Dès qu’on leur avait laissé franchir les défilés, l’occasion était perdue de les écraser. Les difficultés de la marche étaient les mêmes pour les Français que pour l’ennemi, et les Français, moins aguerris, moins fortement encadrés, en auraient peut-être été plus ébranlés encore. « Le temps et les chemins sont détestables, écrivait Dumouriez, le 6 octobre, au ministre de la guerre ; nous n’avons ni vivres ni fourrages, et nous finirions par nous mettre aussi mal qu’eux si nous suivions leur marche avec plus d’acharnement que de prudence. » Il revint alors à son plan primitif, qu’il n’avait jamais abandonné.

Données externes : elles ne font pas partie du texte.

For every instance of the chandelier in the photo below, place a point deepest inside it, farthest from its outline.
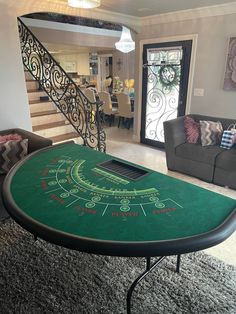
(85, 4)
(126, 43)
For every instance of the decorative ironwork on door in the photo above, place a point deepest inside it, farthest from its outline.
(82, 114)
(164, 70)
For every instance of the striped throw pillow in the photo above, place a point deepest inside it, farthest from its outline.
(11, 152)
(211, 132)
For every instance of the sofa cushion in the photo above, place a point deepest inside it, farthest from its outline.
(227, 160)
(11, 152)
(211, 132)
(197, 152)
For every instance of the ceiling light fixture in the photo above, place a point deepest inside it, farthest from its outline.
(126, 43)
(85, 4)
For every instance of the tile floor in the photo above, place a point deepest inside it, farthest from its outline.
(121, 144)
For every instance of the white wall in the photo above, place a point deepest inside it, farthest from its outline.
(14, 109)
(211, 53)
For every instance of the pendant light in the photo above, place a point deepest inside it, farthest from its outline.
(85, 4)
(126, 43)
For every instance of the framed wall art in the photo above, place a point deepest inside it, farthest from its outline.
(230, 72)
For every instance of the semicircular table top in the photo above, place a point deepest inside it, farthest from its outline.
(86, 200)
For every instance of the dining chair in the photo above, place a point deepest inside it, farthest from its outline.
(107, 108)
(124, 108)
(90, 94)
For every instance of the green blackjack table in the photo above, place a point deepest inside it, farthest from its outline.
(89, 201)
(86, 200)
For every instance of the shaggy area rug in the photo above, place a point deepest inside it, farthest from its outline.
(38, 277)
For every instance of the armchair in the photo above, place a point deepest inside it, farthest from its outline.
(35, 142)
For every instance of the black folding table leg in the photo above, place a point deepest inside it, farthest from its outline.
(178, 263)
(149, 268)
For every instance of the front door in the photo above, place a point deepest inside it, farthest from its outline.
(165, 86)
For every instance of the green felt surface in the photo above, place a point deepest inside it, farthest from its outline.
(65, 189)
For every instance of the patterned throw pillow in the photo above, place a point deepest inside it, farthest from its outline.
(211, 132)
(192, 130)
(11, 152)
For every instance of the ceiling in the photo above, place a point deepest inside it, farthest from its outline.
(142, 8)
(72, 49)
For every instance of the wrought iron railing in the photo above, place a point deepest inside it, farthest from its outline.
(83, 115)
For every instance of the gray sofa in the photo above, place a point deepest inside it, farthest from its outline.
(35, 142)
(209, 163)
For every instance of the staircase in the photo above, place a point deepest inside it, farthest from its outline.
(46, 119)
(58, 108)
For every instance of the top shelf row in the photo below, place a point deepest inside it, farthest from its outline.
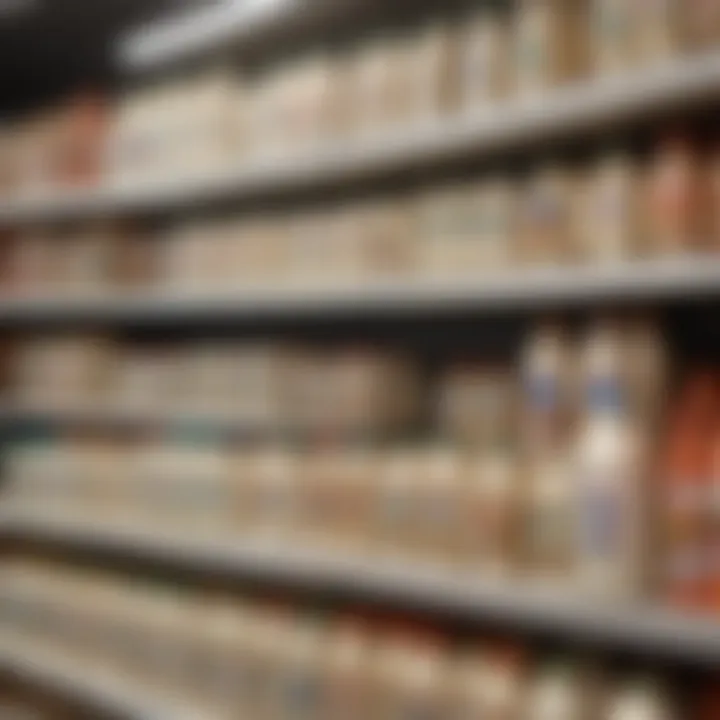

Il résolut de marcher sur la Flandre avec 30,000 hommes, de débloquer Lille et d’entrer en Belgique, tandis que Kellermann, avec 50,000 hommes, contiendrait les Prussiens, menacerait leur retraite, appuierait les mouvemens de Custine sur le Rhin, et que Montesquiou envahirait la Savoie. Au cours de ces combats, on continuerait les négociations. « C’est ainsi, écrivait Dumouriez à Biron[1], que nous pourrons travailler en grand… J’espère que je finirai par faire préférer au roi de Prusse l’alliance de la France à celle de la dangereuse et perfide Autriche. Je charge Kellermann d’achever sa conversion à coups de canon… Je fais filer 30,000 hommes pour aller délivrer le département du Nord ; j’y marche à leur tête, et vous jugez d’avance, mon ami, que je ne compte pas m’en tenir là et que j’espère passer mon carnaval à Bruxelles. C’est la seule récompense que je demande pour avoir sauvé la patrie. » Tout alors se pliait à ses vues. Il reçut une lettre de Lebrun, datée du 7 octobre, remplie de promesses ; il n’y aurait point de récompenses trop éclatantes pour ses services ; le commandement en chef de l’expédition de Belgique lui était assuré : « C’est une véritable jouissance pour moi d’être encore l’organe du conseil pour vous transmettre une autorité exclusive et une confiance sans bornes. » Toutefois il restait à régler les détails d’exécution et à combiner l’expédition de Belgique avec l’offensive générale sur le Rhin et sur les Alpes. Dumouriez jugea nécessaire de donner de sa personne ; il partit pour Paris.

Cependant l’armée prussienne, « hôpital ambulant traînant une

  1. 6 octobre 1792.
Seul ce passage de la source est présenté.